MSNBC however churned out naked liberalism. It showed career radicals
like Melissa Harris-Perry discoursing on just what the agenda is. And
that's fine for Mother Jones, but it isn't something that liberals like
to see out in the open. And it's not something that even many of them
want to spend too much time thinking about because understanding what
they have truly climbed on board with can be a troubling and alienating
experience.
Naked liberalism makes even liberals uncomfortable. It's why they get
uncomfortable hearing the self-righteous voices on NPR. It's too much
like looking into a mirror and the things in the mirror are surprisingly
unsettling. Hearing a Keith Olbermann or Jon Stewart tear into
Republicans was one thing. Opposition is always safe ground. It's when
the talk begins to turn to what you stand for that things begin to fall
apart.
Newsweek and MSNBC had made the mistake of going "Full Liberal" and not
only is there a much smaller liberal audience, but that audience doesn't
really like naked liberalism. It would rather see its agenda dressed up
in mainstream colors than see it for what it really is. It may
occasionally dive into the partisan pool, but then it gets out again.

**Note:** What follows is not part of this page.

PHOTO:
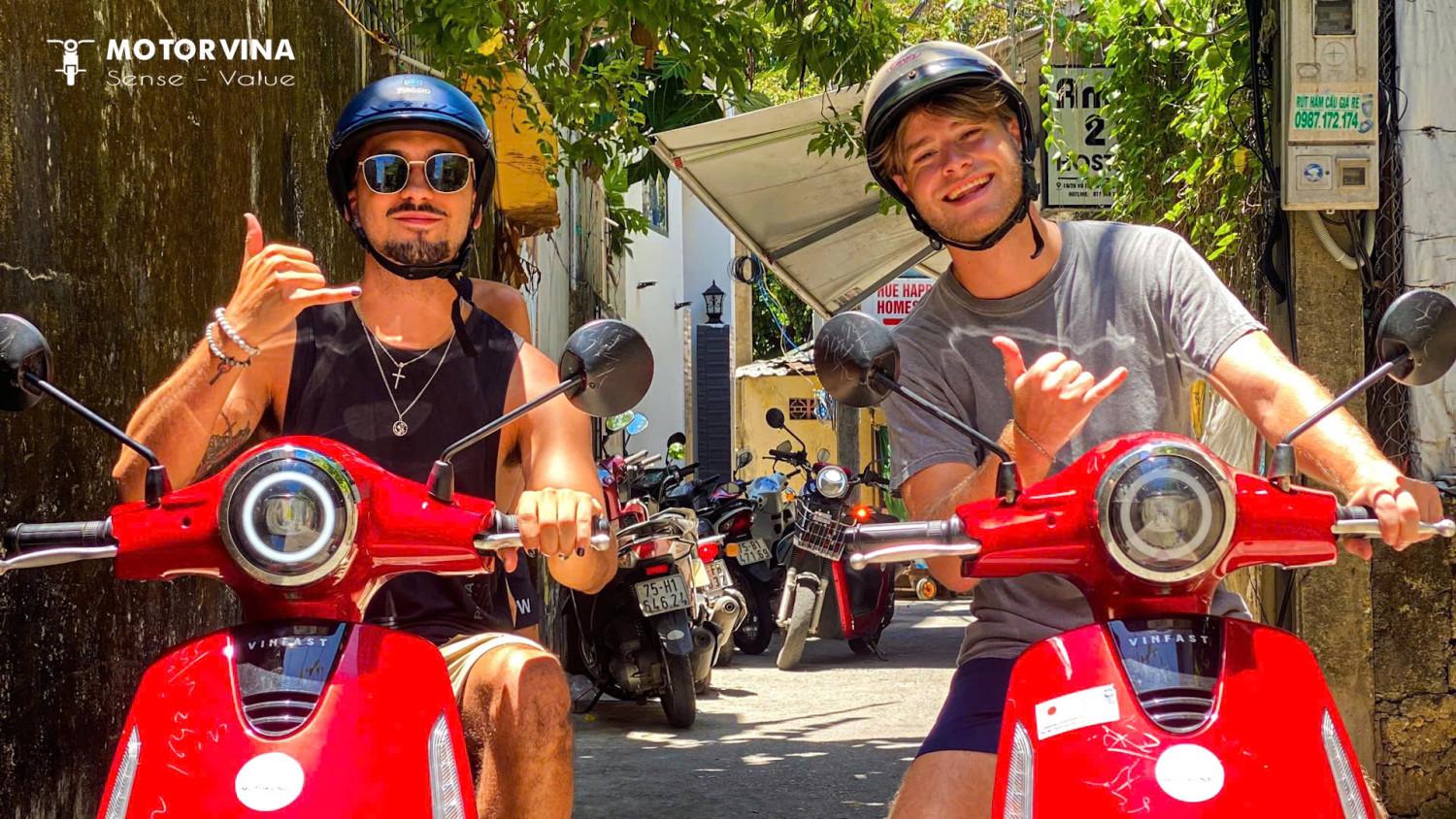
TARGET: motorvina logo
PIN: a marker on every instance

Conservative media outlets exist as alternatives to a dishonestly
liberal media establishment. But what can liberal media outlets exist as
alternatives to? All they can do is speak openly about the agenda that
their big brothers choose to pass off as mainstream activism and when
you already control the dialogue, there's not much of a percentage in
sudden bouts of honesty.
The liberal agenda relies on manipulation and deception. It can sell
quite well so long as no one knows what they're buying. But label the
product with the liberal brand and it stays on the shelves. New media
bastions of liberalism camouflage themselves with trash. They talk
politics without letting on that they're talking about politics because
that admission is the death knell of everything.
Liberalism's
disproportionate influence depends on not being identified for what it
is. That is why it is so panicked by right wing talk show hosts, not
because of their rhetoric, but because they identify a clear political
struggle between two political agendas and categorize both sides. And
that forces the recognition that there are two sides, disrupting the
illusion of anchormen and editors as objective observers and narrators
of America.
What media liberals fear most isn't the right, it's being exposed as the
left. It's not so much what FOX News says, as its very existence that
is threatening, because once viewers become aware that FOX represents
the right, then, even if they don't agree with it, they have to come
around to the conclusion that there is another side and that the media
embodies that other side.
Liberalism is marginal, as is MSNBC's audience. Media outlets like
Newsweek and MSNBC that go full liberal die. And that lesson has
terrible implications for liberal power as a whole.